UNITED STATES DISTRICT COURT FOR THE MIDDLE DISTRICT OF PENNSYLVANIA
Mar 5, 2019
NO. 3:17-CV-0232 (M.D. Pa. Mar. 5, 2019)

Opinion

NO. 3:17-CV-0232

03-05-2019

ISAAC CHARLES POOLE, Petitioner, v. WARDEN SPAULDING, Respondent.


() MEMORANDUM

Presently before me is the Petition for Writ of Habeas Corpus pursuant to 28 U.S.C. § 2241 (Doc. 1) filed by Petitioner Isaac Charles Poole ("Poole"). For the reasons that follow, the petition will be dismissed without prejudice for lack of jurisdiction.

I. Background

On October 11, 2011, a Superseding Indictment charging Poole and others with various federal offenses was returned by a grand jury in the United States District Court for the District of South Carolina. See Superseding Indictment, United States v. Whaley, No. 11-cr-2037-12 (D.S.C. Oct. 11, 2011), ECF No. 187. A Second Superseding Indictment was subsequently returned by the grand jury on February 15, 2012 charging Poole with: (1) conspiring to possess with intent to distribute five kilograms or more of cocaine and 280 grams or more of cocaine base, in violation of 21 U.S.C. §§ 841(a)(1), 841(b)(1)(A), and 846 (Count 1); (2) possessing with intent to distribute and distributing 28 grams or more of cocaine base on February 3, 2011 in violation of 21 U.S.C. §§ 841(a)(1) and 841(b)(1)(B) (Count 8); and (3) possessing with intent to distribute and distributing 28 grams or more of cocaine base on April 28, 2011 in violation of 21 U.S.C. §§ 841(a)(1) and 841(b)(1)(B) (Count 9). See id. at ECF No. 461.
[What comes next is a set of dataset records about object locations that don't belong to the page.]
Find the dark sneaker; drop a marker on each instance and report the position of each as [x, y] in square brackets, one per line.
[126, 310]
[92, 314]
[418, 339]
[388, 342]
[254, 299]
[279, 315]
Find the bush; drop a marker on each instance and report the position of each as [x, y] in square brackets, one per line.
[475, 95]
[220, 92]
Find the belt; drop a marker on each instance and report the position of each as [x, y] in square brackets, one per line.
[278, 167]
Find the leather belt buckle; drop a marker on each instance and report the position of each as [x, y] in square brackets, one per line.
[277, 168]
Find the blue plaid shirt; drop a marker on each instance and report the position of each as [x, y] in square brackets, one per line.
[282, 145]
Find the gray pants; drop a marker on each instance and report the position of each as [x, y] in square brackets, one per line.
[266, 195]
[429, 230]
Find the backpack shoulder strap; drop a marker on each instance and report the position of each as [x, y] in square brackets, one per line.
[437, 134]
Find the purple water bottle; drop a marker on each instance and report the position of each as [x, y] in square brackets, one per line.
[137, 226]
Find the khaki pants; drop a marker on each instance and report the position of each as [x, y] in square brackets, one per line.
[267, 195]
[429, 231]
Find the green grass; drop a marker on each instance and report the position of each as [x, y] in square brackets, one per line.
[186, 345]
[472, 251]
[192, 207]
On August 27, 2012, Poole signed a Plea Agreement by which he agreed to plead guilty to Counts 8 and 9 of the Second Superseding Indictment. See id. at ECF No. 981. The District Court accepted Poole's guilty plea. See id. at ECF No. 983.

Prior to sentencing, Poole filed a motion objecting to his designation as a "career offender" under the United States Sentencing Guidelines. See id. at ECF No. 1182 ("The basis for the Government seeking a finding of a career offender in the instant matter is set forth in Paragraphs 23, 24, 30 and 33 of the Presentencing Report."). Poole was classified as a career offender, see id. at ECF No. 1507, and he was sentenced on January 14, 2013 to a 156 month term of imprisonment as to each of Counts 8 and 9 to run concurrently with each other. See id. at ECF No. 1203. Poole did not file a direct appeal to the United States Court of Appeals for the Fourth Circuit.
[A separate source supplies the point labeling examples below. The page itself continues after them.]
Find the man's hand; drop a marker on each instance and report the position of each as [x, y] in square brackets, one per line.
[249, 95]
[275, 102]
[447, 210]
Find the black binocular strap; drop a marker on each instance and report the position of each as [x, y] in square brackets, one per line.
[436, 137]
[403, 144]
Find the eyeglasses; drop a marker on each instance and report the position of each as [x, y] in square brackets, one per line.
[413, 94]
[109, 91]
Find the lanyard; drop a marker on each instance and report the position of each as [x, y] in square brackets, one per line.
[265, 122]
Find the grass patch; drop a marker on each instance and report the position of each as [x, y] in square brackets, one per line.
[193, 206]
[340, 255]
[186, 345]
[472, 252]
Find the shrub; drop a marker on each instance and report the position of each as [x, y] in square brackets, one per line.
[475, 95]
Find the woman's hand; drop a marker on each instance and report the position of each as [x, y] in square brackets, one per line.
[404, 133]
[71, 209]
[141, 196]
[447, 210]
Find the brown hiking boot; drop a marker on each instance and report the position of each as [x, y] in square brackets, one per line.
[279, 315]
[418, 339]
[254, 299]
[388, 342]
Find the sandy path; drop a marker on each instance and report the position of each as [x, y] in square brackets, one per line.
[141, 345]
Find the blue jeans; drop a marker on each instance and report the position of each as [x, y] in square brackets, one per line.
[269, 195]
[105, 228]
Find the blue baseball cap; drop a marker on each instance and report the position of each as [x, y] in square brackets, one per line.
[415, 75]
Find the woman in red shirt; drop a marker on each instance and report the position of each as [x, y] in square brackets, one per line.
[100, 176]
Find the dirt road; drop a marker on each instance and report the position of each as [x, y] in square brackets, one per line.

On June 17, 2013, Poole filed a "Motion for Habeas Corpus Discovery" because he was "in need of these papers in order to properly file a petition under 2255." Id. at ECF No. 1300. That motion was denied without prejudice. See id. at ECF No. 1511. Poole never filed a motion to vacate, set aside, or correct sentence pursuant to 28 U.S.C. § 2255.
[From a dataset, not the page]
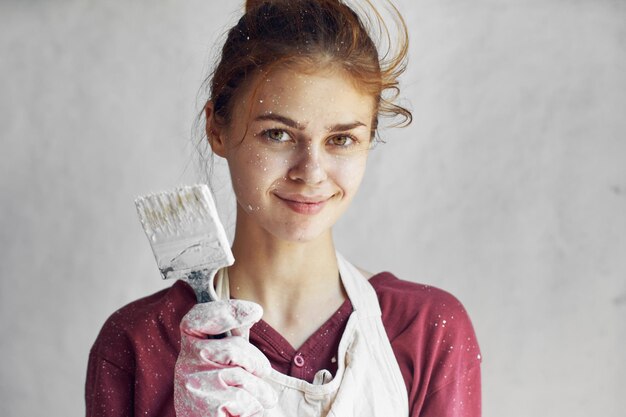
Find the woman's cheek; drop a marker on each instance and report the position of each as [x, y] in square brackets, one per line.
[348, 171]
On April 23, 2015, Poole filed a motion in the sentencing court to reduce his sentence pursuant to 18 U.S.C. § 3582(c)(2) based on Amendment 782 to the United States Sentencing Guidelines. See id. at ECF No. 1438. The sentencing court denied that motion on November 3, 2016, stating that Poole was "not eligible for consideration based upon [ ] amendment [782] because his classification as a career offender dictates his sentence, not the amount of drugs involved in the offense." Id. at ECF No. 1507.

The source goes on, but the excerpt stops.